Our host families receive the services of a personalized support team. With a large network of community counselors throughout the United States, Au Pair in America host families have local support throughout the exchange year. Host families are contacted by one of our experienced community counselors within 48 hours of the au pair’s arrival. The community counselor conducts an evaluation within the first two weeks of the au pair’s arrival and maintains monthly contact with host families and au pairs.
Myth #7: Au pairs can do housekeeping too
FALSE. This au pair myth is mostly false — au pairs are unequivocally not housekeepers. However, au pairs can be expected to clean up after themselves and complete household duties directly related to their host family’s children. For example, an au pair’s responsibilities can include preparing meals for the children, straightening up playrooms and doing the children’s laundry. Au pairs cannot be expected to clean the entire house or regularly cook for host parents.
Myth #8: Au pairs won’t be able to drive in the U.S.

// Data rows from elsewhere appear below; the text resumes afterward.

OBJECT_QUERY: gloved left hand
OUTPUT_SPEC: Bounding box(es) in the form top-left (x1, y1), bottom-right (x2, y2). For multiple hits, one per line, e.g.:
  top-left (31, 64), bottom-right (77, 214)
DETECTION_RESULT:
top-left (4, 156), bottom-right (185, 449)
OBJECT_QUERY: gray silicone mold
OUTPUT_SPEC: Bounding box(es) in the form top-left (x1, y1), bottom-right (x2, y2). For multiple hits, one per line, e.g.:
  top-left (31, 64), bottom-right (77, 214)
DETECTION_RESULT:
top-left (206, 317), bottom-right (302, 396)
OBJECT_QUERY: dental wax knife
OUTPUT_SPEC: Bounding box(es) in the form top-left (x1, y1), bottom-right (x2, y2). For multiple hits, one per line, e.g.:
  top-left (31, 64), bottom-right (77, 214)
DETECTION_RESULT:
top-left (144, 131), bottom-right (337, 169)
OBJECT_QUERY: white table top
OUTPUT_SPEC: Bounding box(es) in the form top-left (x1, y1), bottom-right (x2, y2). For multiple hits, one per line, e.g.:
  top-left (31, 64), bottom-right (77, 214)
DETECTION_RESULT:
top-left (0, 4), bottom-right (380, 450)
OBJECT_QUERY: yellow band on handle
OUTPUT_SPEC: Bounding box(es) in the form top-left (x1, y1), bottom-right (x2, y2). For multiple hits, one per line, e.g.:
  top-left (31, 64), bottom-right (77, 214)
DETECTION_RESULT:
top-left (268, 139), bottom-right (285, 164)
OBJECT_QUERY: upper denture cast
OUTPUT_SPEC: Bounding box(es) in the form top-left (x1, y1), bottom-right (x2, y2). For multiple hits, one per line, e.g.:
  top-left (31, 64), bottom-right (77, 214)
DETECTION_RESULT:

FALSE. An au pair’s responsibilities can include driving host children to and from appointments and activities as needed. Au Pair in America requires every au pair to hold a valid driver’s license in their home country and requests that they obtain an International Driving Permit (IDP) before leaving for the United States. We strongly recommend that au pairs obtain a local state driver’s license as soon as possible.
Additionally, we offer our au pairs resources to prepare for driving in the United States. Au pairs must complete training in safe driving, including information on American road signs, tips for driving in the winter and wet weather and preventing distracted driving.
Myth #9: Anyone can be an au pair
FALSE. The au pair program is highly regulated by the Department of State. Au pairs must be young people between the ages of 18 and 26 who have at least 200 hours of recent child care experience, speak English to an acceptable standard and have earned a secondary school diploma or equivalent. Additionally, au pairs must pass thorough screening, including a background check.
Myth #10: Au pairs can’t work weekends
FALSE. One of the greatest benefits of au pair child care is its flexibility. Host families and au pairs work together to set a customized child care schedule. Au pairs can work up to 45 hours per week, including weekends. However, it is required to give au pairs one full weekend off per month and one and a half days off per week. This gives au pairs the opportunity to travel and experience as much of American culture as possible!